Sabah Bursa’ya gitme fikriyle açmıştım gözümü. Bursa’ya gidip biraz buralardan uzaklaşmam gerektiğini düşünmüştüm. Hangi ara düşünmüştüm bunu bilmiyorum, rüyamda mı görmüştüm acaba? Hiç hatırlamıyorum. Ama son zamanlarda almış olduğum en doğru kararlardan bir tanesi olduğuna kanaat getirmiştim ve anneme seslenip “annecim çantamı hazırlamama yardım et, ben Bursa’ya Samet abimlere gidiyorum” demiştim. Annemin “o da nereden çıktı” çıkışlarına pek de aldırmadan, “birkaç gün buralardan uzaklaşmam lazım. Samet abimle oturup dertleşmem lazım. Çıkamıyorum işin içinden” dedim de, annem “hangi işlerin içinden çıkamıyorsun oğlum ne derdin var, bana anlatmıyorsun da gidip Samet abine anlatacaksın, anlat da dinleyeyim, neyse canını sıkan beraber bir hal çaresine bakalım” dese de, dinlemiyordum pek. “Dönüşte, uzun uzadıya konuşuruz anne” dedim. Çantamı aldığım gibi çıktım evden, yolda Samet abiyi aradım, müsait olduklarını, beni beklediklerini, beni otogarda karşılayacağını söyledi. Kapattık telefonları karşılıklı. Sonra otobüs firmasını aradım. Bursa’ya ilk araca bir kişilik yer ayırtmak istediğimi söyledim. Bu işlem de tamamdı. Otobüsün hareket etmesine bir buçuk saat vardı daha.

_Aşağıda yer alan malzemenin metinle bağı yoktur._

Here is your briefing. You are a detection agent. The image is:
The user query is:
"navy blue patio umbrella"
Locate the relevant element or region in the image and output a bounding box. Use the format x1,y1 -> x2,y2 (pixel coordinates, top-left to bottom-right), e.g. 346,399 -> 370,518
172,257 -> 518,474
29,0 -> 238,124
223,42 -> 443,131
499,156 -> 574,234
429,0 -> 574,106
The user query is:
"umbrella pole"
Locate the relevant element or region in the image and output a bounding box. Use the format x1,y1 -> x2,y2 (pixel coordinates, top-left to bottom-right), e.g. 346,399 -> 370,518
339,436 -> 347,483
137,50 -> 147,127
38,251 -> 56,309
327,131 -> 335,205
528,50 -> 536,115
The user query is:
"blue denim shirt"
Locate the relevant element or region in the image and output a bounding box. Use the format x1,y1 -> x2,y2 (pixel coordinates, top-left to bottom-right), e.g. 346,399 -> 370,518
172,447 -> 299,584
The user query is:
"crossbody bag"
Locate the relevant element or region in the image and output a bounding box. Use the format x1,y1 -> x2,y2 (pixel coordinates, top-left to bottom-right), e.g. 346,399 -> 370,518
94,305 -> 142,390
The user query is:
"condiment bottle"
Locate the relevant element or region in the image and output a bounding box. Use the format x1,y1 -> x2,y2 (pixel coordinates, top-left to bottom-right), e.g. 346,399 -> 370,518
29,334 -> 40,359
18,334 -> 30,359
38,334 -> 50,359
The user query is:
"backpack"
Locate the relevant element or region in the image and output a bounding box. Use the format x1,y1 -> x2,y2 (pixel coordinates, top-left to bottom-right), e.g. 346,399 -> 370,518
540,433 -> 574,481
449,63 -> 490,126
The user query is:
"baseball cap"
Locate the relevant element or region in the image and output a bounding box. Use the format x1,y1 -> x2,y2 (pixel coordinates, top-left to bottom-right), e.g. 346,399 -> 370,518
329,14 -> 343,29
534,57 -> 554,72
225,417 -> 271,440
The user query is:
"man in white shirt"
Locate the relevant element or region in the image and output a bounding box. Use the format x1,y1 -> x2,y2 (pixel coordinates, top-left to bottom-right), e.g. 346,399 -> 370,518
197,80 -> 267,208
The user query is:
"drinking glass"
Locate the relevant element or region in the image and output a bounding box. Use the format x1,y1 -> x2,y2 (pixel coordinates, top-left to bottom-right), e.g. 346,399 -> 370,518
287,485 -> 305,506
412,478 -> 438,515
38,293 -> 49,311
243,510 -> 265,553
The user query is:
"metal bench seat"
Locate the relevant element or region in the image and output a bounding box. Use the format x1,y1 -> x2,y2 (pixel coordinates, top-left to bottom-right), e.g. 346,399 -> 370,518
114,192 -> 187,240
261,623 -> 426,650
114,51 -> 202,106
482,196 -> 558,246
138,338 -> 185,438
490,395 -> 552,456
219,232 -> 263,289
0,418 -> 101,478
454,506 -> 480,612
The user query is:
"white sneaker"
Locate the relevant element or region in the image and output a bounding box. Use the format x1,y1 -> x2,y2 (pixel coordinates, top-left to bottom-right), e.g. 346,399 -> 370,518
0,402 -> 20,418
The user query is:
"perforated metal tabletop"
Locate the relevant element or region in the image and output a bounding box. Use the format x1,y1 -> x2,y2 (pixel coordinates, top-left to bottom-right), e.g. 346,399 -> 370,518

Bir yere oturup çay içeyim dedim, çantamdan çıkardığım kitabı okumaya başladım. Bir yandan çay içiyor diğer yandan kitabımı okuyordum ki, bir an başımı kaldırdım kitaptan. Karşıdan Zehra’nın geldiğini gördüm. O an ne yapacağımı şaşırdım. Kalp atışlarım hızlanmıştı. Sarı saçları rüzgarda savruluyordu da, yeşil gözlerinin bahar havası bir meltem gibi yüzümü okşuyordu. Zaman durmuştu işte yine. At gözlükleri takılmıştı gözlerime. Zehra’dan başka bir şey göremez olmuştum. Sislerin ortasından salına salına geliyordu. Çantamda duran şiir defterimi çıkardım. Hemen alelacele Necip Fazıl’ın “Beklenen” şiirinin ilk dizelerini yazdım ve ayağa kalktım. Kağıt elimdeydi. Zehra’ya doğru yürümeye başlamıştım. Beni karşısında gördüğünde başını hafif yana eğip “Allah aşkına çok acelem var, ne söyleyeceksen çabuk söyle” demişti. “Söylenecek bir şey yok, şu kağıdı verecektim sadece” dedim. “Neymiş o kağıt” dedi. “Sen al hele, ama hemen bakma uygun bir zamanda açarsın, ben birkaç gün yokum buralarda. Rahat edersin birkaç gün de olsa, yolda bile karşılaşma ihtimalimiz yok. Bu senin için büyük bahtiyarlık olsa gerek” dedim. “Of, uğraşamayacağım seninle” dedi. Aldı kağıdı gitti.
“Ne hasta bekler sabahı
Ne taze ölüyü mezar
Ne de şeytan bir günahı
Seni beklediğim kadar”
***
Devam Edecek...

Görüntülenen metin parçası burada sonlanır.